Geoprocessing is a language
consisting of operators, or tools, that operate on the data within ArcGIS (tables, feature classes, rasters, TINs, and so on), and perform tasks that are necessary for manipulating and analyzing geographic information across a wide range of disciplines.
You can quickly and easily create new software
in the form of models and scripts. These new tools perform tasks that are not part of the standard ArcGIS package. For example, there is no menu, button, or programming object anywhere in ArcGIS that performs the simple Clip and Buffer model
shown in A whirlwind tour of geoprocessing
Tools are managed by the geoprocessing framework
, which means you don't have to. This is a subtle but important point that isn't immediately obvious.
Tools can be easily shared.
- All tools, whether they are system tools or custom (user written) tools, can be accessed through ArcToolbox. Imagine a different situation where models, scripts tools, systemtools, and custom tools were each accessed by different interfaces and methods—it would be a nightmare to use and manage. In ArcToolbox, all things are created and managed equally; models, scripts, system tools, and custom tools.
- Tools are all documented the same way. Once you create a tool, you can launch a wizard that creates standard documentation for your tool so it can be cataloged and searched by the system. Compare this to the alternative of leaving documentation standards and management as an exercise for the user.
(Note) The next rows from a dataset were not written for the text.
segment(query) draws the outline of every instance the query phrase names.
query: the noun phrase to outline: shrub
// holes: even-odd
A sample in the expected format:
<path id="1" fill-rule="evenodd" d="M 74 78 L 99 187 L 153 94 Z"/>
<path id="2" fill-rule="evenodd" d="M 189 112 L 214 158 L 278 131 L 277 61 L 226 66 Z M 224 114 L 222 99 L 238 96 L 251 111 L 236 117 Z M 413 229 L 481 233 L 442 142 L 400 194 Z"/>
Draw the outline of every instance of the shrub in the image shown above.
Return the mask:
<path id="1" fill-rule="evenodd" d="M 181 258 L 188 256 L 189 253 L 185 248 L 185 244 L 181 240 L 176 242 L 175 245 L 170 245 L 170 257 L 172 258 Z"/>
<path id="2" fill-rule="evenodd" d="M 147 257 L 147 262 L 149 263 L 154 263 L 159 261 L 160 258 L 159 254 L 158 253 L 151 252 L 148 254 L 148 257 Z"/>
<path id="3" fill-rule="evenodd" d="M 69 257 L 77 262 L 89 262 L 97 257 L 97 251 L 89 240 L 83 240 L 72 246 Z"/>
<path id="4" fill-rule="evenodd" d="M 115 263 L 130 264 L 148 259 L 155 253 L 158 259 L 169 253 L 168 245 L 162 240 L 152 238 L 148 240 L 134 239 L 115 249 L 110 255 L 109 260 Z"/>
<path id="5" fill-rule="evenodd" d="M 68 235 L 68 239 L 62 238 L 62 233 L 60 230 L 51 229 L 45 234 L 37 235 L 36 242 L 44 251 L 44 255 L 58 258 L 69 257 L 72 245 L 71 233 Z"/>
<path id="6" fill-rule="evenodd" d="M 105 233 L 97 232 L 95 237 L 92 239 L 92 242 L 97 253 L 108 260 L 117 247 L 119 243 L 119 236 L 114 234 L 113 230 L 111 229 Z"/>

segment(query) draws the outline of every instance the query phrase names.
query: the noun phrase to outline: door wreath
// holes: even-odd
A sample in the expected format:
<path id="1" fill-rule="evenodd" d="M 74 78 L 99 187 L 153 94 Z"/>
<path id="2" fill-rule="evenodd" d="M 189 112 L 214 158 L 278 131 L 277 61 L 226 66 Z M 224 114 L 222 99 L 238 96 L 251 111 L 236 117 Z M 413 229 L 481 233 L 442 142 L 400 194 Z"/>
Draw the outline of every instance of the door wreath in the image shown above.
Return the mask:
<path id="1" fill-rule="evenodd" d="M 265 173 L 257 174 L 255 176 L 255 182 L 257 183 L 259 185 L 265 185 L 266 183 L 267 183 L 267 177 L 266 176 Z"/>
- Tools have the same user interface: the dialog box you see when launched from ArcToolbox or the command line syntax. These dialog boxes are automatically created based on the tool parameters so that you don't have to do any user interface programming. Consider the alternative where user interface design and programming are left to the tool author.
A toolbox with all its tools and toolsets is contained either in a file on a disk with a .tbx extension, or within a geodatabase. Anyone with access to the file or geodatabase can run its tools.
The salient point is that your tools become full-fledged members of the geoprocessing framework where they have consistent documentation, user interface, methods of access, and methods of sharing.
Geoprocessing and ArcObjects
ArcObjects is the extensive library of low-level programming objects delivered as part of the ArcGIS Software Development Kit (SDK). Developers use ArcObjects to build new applications or extend the existing functionality of ArcGIS applications. (For the record, the core geoprocessing tools and framework were all built using ArcObjects.) Like geoprocessing, the ArcObjects SDK can be used to create new software.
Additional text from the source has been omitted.